Document pre-processing
Perform clean-up, enrichment, or validation of the text received by Solr.
Field analysis
Convert the input stream into terms using analyzers, tokenizers, and token filters defined in the fieldType. This is part of the analysis chain.
Index
Create an inverted index from the terms output by field analysis. Indexed terms are used for matching and ranking in search requests. After posting, pre-processing, and field analysis in Solr, documents are indexed automatically.
Context extraction
It involves extracting content from the data source and converting it into indexable documents.
This process can occur within Solr or in the client application that indexes the documents.
Indexing is the first step in information flow.
Text Processing
Text Processing Overview
Raw documents from databases or extracted text from binary documents need processing before indexing.
Processing tasks include cleansing, normalization, enrichment, and aggregation of text.
Tasks are chained together based on processing needs and data quality.
Text Processing in Solr
Two steps for text processing: analysis process and update request processors.
Analysis process: Field-level tokenization and analysis.
Update request processors: Handle text-processing needs for the entire document.
Cleansing and Normalization
Important for removing irrelevant data and transforming necessary data for indexing.

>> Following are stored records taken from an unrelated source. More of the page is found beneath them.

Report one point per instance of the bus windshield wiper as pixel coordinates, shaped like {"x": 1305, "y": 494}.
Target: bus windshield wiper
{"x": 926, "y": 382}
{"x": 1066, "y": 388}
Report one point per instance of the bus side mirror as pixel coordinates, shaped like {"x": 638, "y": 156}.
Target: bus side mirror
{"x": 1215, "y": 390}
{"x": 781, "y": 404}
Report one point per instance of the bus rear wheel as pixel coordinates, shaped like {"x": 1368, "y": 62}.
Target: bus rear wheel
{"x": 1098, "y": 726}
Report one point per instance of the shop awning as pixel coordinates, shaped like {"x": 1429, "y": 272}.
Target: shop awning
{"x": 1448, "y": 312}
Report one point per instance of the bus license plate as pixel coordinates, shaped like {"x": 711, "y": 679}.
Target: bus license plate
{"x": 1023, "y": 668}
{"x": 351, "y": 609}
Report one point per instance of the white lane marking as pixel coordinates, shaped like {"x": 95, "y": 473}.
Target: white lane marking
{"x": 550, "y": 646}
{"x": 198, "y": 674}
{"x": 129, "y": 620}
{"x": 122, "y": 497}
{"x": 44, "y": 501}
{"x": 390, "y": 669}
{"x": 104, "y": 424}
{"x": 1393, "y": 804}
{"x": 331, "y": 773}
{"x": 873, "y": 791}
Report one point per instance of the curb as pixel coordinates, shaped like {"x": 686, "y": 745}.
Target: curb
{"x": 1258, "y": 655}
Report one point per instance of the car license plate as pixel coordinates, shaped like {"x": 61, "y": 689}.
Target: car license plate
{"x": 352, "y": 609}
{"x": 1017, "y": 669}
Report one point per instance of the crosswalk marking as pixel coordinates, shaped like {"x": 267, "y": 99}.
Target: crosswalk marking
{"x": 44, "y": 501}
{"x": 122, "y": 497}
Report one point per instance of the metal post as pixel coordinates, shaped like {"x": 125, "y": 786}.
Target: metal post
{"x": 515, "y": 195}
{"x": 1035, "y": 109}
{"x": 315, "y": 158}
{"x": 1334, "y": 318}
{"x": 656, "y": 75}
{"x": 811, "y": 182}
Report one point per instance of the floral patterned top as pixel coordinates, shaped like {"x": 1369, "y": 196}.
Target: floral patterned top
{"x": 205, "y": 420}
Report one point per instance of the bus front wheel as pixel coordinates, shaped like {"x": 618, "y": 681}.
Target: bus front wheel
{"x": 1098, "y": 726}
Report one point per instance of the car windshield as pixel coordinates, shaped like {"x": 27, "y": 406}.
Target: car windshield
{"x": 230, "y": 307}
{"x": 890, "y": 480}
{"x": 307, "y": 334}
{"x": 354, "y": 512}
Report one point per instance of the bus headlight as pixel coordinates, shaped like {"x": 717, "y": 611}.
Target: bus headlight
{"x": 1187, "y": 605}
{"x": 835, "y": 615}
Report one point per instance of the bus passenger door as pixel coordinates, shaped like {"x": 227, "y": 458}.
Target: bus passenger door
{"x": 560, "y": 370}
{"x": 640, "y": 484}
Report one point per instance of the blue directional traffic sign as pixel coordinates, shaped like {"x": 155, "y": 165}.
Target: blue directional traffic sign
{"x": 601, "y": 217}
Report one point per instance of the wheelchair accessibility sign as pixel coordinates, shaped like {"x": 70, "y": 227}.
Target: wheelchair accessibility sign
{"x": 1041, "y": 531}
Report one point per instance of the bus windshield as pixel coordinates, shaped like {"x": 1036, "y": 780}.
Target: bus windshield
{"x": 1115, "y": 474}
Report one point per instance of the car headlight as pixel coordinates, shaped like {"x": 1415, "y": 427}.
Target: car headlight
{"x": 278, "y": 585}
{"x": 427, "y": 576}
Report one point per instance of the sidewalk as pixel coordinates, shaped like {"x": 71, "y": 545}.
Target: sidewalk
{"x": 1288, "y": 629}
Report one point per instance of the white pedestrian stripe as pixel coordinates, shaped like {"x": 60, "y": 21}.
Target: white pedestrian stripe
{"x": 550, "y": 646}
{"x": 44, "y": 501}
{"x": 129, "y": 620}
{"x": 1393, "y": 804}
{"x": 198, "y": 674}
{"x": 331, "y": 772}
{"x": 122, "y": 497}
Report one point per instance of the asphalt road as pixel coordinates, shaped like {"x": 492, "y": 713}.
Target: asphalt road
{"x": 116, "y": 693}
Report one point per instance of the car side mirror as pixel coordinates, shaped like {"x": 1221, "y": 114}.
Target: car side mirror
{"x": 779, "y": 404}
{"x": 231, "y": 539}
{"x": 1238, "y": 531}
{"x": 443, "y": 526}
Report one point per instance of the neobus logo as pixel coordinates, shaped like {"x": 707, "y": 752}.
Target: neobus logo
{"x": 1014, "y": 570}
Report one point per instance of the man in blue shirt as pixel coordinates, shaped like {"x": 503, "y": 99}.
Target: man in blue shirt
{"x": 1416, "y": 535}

Tasks include punctuation removal, stop word removal, lowercasing, ASCII conversion, and stemming.
Text Enrichment
Involves analyzing and mining content to enhance usability, understanding, and relevance.
Entity extraction identifies entities like persons, organizations, and locations and annotates the content.
Inverted Index
Indexing for Retrieval:
Data from the source needs indexing for quick and accurate retrieval.

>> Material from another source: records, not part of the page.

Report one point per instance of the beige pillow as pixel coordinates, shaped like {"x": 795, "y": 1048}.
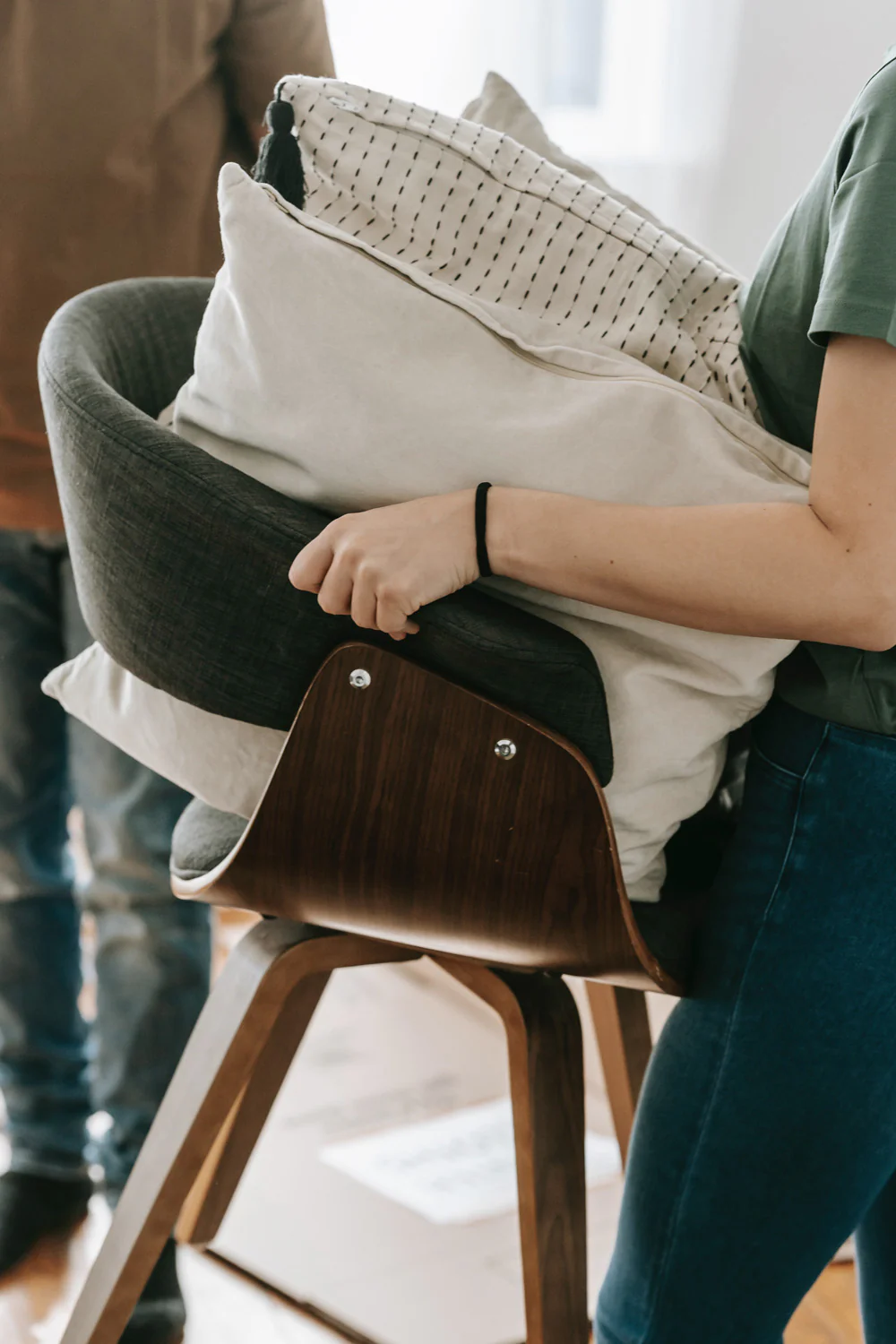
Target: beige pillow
{"x": 358, "y": 367}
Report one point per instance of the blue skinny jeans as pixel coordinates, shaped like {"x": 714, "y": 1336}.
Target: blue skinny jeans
{"x": 152, "y": 952}
{"x": 767, "y": 1126}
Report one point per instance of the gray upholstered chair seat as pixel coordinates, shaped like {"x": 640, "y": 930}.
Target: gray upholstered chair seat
{"x": 182, "y": 562}
{"x": 203, "y": 838}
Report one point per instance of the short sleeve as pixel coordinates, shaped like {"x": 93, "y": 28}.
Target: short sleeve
{"x": 857, "y": 292}
{"x": 268, "y": 39}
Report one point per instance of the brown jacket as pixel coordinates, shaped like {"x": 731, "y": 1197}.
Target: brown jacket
{"x": 115, "y": 116}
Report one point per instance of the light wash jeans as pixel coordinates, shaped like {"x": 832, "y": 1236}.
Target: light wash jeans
{"x": 152, "y": 951}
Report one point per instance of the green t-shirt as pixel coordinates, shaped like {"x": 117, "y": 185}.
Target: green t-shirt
{"x": 831, "y": 268}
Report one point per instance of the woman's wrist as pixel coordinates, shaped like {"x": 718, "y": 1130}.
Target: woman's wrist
{"x": 501, "y": 529}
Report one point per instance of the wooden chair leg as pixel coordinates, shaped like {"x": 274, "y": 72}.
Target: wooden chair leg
{"x": 622, "y": 1029}
{"x": 263, "y": 975}
{"x": 203, "y": 1210}
{"x": 547, "y": 1089}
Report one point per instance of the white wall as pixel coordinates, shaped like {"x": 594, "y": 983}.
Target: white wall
{"x": 716, "y": 112}
{"x": 798, "y": 66}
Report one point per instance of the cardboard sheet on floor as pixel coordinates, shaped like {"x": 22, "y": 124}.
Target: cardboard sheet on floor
{"x": 382, "y": 1190}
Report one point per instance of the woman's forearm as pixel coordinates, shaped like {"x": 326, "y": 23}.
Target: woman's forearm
{"x": 774, "y": 570}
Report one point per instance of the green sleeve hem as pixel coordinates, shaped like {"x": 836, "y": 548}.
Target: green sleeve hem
{"x": 850, "y": 319}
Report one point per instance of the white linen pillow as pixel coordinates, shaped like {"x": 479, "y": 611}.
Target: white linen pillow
{"x": 296, "y": 384}
{"x": 222, "y": 761}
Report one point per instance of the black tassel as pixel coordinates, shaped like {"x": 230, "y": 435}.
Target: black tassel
{"x": 280, "y": 159}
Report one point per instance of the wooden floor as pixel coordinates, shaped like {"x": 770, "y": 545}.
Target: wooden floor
{"x": 226, "y": 1308}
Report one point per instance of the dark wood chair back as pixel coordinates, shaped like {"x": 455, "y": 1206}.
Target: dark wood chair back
{"x": 409, "y": 809}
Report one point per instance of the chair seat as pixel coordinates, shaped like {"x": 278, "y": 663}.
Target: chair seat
{"x": 204, "y": 838}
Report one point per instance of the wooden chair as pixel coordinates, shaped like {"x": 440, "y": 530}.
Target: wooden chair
{"x": 408, "y": 816}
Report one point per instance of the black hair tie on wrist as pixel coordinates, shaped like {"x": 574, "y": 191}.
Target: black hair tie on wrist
{"x": 481, "y": 516}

Solr, leveraging Lucene internally, creates an inverted index when documents are added.
Inverted Index:
Primary data structure in search engines, including Solr.
Maintains a dictionary of unique terms and maps them to documents where they appear.
Each term is a key, and its value is a postings list, indicating documents where the term occurs.
Analogy to Book Index:
Similar to the index found at the end of a book.
Contains words and corresponding pages where the words are located.
Retrieval Models
Retrieval Models Overview:
Retrieval models help find relevant documents in search processes.
They use mathematical concepts to define how retrieval works.
Types of Retrieval Models:
Vector Space Model: Represents documents and queries as vectors in a high-dimensional space for comparison.
Probabilistic Model: Calculates the probability of relevance for each document.
Boolean Model: Matches documents based on exact terms.
Language Model: Treats documents and queries as probabilistic language models.
Purpose
They outline how documents are ranked concerning user queries.
Provide a structured approach to understanding document relevance.
Related Technologies
Apache UIMA:
Solr UIMA contrib module structures unstructured data.
Enables defining custom pipelines for analyzing unstructured text.
Annotates extracted metadata.
Integrates annotated metadata into Solr fields.
Carrot clustering:
Carrot2 clusters similar or semantically related search results.
Configuration changes in XML enable clustering.
Apache OpenNLP:
Java library for natural language processing.
Supports tasks to understand and interpret human language text.
Apache Tika:
Apache Tika toolkit parses and extracts contents and metadata from various file formats like Word, PPT, and PDF.
Solr utilizes the Solr Cell framework, integrating with Apache Tika for indexing contents and metadata from these files.
Apache ZooKeeper:
It maintains cluster configurations, store statuses, and synchronization info.
SolrCloud requires at least one active ZooKeeper instance to function properly.
ZooKeeper manages SolrCloud's heartbeat.